Diamond producer De Beers reduces prices by nine percent as industry faces escalating challenges


De Beers, the largest diamond producer in the world, has reduced its prices by as much as nine percent amid falling demand and mounting pressure to reduce supply. A general slump in commodities across the globe has been felt particularly in the luxury goods sector, including of course, fine jewellery and diamonds. Moreover, China, a key growing market for diamonds, has been hit significantly because of the country’s slowing economic growth and the tumbling stock market.

De Beers faces increasing pressure from other players in the industry

As a result of the global economic landscape, De Beers faces increasing pressure from other players in the industry, including cutters, polishers and traders, as they contend with their own falling sales and shrinking margins.

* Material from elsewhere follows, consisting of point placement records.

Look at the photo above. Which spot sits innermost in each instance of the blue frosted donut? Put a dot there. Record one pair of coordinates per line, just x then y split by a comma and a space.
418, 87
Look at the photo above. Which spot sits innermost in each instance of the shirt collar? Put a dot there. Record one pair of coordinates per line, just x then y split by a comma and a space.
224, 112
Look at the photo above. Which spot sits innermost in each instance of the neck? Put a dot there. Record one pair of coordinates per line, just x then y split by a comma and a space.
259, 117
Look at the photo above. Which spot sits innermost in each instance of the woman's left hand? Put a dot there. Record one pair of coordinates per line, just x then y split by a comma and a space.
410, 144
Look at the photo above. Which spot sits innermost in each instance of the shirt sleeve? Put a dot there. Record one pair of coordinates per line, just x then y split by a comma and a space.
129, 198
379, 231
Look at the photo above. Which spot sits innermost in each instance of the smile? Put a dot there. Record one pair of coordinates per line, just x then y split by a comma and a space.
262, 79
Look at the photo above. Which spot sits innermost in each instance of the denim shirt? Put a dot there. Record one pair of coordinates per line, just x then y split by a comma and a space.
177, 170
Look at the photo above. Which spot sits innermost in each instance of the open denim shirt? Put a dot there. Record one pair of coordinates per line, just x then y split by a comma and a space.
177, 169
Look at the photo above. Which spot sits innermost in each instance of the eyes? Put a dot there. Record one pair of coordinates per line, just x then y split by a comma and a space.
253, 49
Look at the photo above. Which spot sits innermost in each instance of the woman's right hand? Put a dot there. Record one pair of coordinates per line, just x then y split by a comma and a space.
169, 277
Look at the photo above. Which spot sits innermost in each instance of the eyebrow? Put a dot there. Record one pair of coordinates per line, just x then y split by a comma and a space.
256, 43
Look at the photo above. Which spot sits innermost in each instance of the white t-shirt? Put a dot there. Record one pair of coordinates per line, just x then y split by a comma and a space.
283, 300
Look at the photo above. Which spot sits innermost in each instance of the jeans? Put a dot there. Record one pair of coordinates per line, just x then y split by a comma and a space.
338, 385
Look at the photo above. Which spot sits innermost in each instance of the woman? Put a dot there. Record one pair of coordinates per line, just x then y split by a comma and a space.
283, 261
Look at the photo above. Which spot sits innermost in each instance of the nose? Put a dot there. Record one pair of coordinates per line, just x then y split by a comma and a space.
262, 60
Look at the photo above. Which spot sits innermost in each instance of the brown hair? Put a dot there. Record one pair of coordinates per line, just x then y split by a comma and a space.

New fashion trends, which see the demand escalate for coloured gemstones, such as rubies, sapphires and emeralds, have in turn caused a decline in sales of diamond-encrusted jewellery. The growing popularity for less expensive alternatives is naturally enhanced further by economic fluctuations in both key and emerging markets. While a credit shortage from Antwerp Diamond Bank, a source of finance for 80 percent of the city’s industry players, adds further strain to the $80 diamond business. The gradual deceleration of the bank’s activities was decided by KBC Groep NV Yinren Group following the unsuccessfully completion of the subsidiary’s sale last September.

Twice so far this year, De Beers has reduced its production target from 34 million carats to between 29 and 31 million carats. The drop in production has led to Botswana, the biggest exporter of diamonds and where De Beers mines are predominately based, to reduce its GDP growth forecast by almost half. Despite starting the year with expectations of expansion at 4.9 percent, the Finance Ministry reduced the figure to 2.6 percent in August. “The downside risk to the projections continues to be the country’s high dependence on diamonds, whose demand and prices are subject to global fluctuations,” Bloomberg reported the Ministry as saying.